Why did I get these errors:

08-19-2011 01:02:15.148 +0000 ERROR TailingProcessor - Unable to resolve path 
for symlink: /cust/soe/usr.bak.2010-10-19T051247/man/it/man1/view.1. 
08-19-2011 01:02:15.149 +0000 ERROR TailingProcessor - Unable to resolve path 
for symlink: /cust/soe/usr.bak.2010-10-19T051247/man/it/man1/vim.1. 
08-19-2011 01:02:15.151 +0000 ERROR TailingProcessor - Unable to resolve path 
for symlink: /cust/soe/usr.bak.2010-10-19T051247/man/it/man1/vimdiff.1. 

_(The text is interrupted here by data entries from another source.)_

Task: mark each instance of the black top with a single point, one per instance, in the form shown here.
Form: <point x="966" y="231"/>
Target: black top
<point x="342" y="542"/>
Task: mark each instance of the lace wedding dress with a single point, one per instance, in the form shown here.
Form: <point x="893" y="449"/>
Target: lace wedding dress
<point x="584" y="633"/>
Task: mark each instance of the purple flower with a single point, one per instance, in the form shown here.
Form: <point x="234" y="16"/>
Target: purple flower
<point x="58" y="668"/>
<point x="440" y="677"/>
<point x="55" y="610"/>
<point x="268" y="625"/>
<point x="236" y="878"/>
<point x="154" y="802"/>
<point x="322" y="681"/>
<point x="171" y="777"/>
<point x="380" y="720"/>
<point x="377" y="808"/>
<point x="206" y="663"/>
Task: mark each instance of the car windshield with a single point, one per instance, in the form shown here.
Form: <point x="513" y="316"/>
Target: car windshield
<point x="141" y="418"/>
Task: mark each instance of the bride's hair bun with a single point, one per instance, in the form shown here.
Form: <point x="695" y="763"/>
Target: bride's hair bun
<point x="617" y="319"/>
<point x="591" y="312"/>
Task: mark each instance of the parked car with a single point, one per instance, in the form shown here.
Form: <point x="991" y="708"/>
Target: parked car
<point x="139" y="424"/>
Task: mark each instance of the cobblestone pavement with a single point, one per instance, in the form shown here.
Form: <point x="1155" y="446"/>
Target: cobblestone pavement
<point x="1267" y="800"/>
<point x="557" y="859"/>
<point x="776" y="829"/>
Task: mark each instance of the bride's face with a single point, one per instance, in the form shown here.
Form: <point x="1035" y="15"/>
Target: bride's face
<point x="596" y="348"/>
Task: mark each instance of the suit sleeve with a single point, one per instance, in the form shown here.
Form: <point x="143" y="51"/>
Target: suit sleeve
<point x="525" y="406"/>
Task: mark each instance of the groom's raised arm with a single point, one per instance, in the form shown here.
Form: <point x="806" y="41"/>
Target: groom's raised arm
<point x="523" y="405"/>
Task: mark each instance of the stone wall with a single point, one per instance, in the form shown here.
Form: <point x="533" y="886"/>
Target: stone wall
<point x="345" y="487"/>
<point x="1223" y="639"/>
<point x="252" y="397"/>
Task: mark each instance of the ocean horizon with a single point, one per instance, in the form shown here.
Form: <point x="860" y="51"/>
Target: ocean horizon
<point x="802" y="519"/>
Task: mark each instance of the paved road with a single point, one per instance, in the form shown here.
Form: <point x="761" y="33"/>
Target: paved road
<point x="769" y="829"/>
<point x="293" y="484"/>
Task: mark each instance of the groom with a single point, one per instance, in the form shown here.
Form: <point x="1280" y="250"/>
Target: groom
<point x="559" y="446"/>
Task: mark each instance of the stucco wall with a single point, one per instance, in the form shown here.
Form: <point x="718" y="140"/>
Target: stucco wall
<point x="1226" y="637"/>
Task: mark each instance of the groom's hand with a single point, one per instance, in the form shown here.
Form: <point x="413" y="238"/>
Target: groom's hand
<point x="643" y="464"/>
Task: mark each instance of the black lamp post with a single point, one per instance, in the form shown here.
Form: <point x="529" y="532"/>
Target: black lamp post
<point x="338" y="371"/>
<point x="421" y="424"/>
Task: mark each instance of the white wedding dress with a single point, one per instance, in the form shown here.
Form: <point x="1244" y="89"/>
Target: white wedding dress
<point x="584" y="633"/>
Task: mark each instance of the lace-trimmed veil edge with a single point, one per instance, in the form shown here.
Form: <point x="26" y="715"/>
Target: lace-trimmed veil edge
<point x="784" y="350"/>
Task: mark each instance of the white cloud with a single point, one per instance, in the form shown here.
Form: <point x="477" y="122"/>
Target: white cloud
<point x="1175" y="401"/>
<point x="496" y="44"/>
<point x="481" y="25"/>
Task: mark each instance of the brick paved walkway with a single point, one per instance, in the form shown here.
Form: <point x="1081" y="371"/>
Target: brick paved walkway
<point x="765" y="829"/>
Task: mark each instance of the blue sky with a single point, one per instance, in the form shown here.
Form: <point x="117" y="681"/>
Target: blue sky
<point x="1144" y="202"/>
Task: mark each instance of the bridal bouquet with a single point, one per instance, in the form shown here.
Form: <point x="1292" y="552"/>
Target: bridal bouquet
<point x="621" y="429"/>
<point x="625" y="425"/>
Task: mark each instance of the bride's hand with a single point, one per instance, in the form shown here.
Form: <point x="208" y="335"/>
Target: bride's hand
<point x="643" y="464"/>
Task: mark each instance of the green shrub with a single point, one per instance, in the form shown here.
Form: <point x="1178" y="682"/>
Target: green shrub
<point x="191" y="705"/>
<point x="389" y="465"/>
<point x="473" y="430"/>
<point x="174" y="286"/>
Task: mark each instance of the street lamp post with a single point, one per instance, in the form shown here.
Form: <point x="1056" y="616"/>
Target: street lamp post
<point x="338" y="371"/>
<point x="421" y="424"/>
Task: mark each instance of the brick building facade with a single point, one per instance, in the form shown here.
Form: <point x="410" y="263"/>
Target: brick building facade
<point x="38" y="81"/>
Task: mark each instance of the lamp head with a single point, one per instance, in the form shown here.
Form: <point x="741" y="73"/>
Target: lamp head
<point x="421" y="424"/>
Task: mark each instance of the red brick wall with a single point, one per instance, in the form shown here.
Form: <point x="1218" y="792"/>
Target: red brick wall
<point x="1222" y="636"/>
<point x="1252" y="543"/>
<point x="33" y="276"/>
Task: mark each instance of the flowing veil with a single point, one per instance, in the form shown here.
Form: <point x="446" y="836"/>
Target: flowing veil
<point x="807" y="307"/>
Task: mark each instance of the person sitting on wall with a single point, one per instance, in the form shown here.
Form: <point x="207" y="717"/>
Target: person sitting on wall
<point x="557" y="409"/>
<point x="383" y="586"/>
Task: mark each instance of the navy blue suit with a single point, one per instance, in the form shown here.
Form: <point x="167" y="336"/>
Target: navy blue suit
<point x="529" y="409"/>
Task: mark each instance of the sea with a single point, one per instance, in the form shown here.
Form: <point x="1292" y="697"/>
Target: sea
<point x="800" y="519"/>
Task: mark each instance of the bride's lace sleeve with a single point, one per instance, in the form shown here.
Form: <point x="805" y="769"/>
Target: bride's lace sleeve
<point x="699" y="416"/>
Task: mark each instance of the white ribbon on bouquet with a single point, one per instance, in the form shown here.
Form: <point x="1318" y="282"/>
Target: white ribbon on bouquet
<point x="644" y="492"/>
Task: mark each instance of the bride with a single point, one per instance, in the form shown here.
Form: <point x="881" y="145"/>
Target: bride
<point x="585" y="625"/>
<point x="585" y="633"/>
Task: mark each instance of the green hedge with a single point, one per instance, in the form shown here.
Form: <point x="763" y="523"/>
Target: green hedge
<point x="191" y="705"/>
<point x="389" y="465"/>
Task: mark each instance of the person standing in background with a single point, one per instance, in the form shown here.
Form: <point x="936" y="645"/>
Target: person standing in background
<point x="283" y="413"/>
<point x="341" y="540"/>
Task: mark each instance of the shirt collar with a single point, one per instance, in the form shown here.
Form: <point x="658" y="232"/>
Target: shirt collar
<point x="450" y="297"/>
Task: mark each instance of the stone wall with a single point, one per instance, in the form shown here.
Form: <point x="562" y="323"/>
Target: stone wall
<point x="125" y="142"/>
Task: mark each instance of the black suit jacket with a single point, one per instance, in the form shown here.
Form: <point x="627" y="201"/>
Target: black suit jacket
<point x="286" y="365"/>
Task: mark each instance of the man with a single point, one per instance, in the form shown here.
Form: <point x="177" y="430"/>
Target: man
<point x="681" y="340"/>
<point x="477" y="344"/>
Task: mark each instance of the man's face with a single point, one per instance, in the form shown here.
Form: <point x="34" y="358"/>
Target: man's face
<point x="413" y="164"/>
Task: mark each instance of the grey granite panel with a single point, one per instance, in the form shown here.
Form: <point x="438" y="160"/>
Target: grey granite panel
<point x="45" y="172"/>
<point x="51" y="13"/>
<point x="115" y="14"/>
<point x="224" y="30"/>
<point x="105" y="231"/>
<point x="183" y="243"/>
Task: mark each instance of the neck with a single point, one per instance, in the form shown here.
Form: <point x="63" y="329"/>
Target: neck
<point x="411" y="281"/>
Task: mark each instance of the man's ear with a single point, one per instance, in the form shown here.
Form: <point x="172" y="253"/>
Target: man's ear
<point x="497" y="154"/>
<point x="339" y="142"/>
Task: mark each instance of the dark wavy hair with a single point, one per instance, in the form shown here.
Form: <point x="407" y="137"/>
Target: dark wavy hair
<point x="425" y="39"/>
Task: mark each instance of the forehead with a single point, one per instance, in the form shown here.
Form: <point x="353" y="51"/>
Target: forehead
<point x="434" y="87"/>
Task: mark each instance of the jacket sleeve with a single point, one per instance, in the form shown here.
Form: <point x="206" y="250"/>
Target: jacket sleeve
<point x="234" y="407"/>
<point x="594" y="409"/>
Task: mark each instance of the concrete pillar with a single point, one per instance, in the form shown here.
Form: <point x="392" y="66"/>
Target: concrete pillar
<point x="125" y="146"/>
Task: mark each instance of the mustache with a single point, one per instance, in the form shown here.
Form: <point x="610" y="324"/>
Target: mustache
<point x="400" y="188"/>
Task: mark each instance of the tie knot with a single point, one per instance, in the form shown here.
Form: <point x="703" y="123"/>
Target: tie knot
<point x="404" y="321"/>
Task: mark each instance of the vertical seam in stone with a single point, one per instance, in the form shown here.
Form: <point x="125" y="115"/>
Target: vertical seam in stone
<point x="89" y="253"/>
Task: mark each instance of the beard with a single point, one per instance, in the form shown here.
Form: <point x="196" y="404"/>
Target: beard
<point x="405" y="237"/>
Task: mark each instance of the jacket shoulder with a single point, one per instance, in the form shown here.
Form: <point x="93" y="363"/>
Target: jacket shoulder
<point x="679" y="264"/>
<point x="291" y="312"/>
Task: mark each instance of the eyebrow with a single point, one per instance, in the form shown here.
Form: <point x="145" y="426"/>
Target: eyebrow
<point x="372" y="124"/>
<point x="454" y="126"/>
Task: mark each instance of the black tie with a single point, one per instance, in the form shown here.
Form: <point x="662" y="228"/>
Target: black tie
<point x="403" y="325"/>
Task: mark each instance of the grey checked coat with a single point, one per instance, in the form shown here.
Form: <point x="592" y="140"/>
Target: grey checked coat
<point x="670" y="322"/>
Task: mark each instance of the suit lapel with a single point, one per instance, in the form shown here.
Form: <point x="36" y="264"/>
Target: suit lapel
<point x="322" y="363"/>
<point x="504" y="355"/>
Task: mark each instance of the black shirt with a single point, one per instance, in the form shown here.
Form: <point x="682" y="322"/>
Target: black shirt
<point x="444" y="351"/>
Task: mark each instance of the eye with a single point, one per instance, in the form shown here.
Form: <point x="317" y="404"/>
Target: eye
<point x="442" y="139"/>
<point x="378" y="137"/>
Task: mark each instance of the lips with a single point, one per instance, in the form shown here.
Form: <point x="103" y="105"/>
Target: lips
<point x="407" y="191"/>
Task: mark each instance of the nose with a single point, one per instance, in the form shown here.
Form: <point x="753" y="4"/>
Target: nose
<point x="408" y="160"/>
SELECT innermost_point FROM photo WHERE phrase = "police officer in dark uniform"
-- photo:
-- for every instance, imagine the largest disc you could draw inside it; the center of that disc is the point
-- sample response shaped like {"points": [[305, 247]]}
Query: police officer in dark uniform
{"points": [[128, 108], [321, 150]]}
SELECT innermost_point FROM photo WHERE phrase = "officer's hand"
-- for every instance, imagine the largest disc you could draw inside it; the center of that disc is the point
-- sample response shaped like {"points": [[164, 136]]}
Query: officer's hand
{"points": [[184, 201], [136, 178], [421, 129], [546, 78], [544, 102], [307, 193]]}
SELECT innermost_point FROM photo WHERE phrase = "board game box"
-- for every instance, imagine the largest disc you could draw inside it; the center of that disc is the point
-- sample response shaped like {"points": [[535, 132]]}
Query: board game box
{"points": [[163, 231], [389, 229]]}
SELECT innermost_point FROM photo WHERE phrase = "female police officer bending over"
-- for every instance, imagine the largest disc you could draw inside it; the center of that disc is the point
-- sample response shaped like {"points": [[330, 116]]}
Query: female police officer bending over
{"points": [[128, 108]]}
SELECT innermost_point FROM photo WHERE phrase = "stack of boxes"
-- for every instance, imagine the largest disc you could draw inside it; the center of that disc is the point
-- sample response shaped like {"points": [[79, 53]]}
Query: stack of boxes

08-19-2011 01:02:15.153 +0000 ERROR TailingProcessor - Unable to resolve path 
for symlink: /cust/soe/usr.bak.2010-10-19T051247/man/it/man1/vimtutor.1. 
08-19-2011 01:02:15.155 +0000 ERROR TailingProcessor - Unable to resolve path 
for symlink: /cust/soe/usr.bak.2010-10-19T051247/man/it/man1/xxd.1. 

I didn't ask Splunk to monitor /cust/soe/ directories.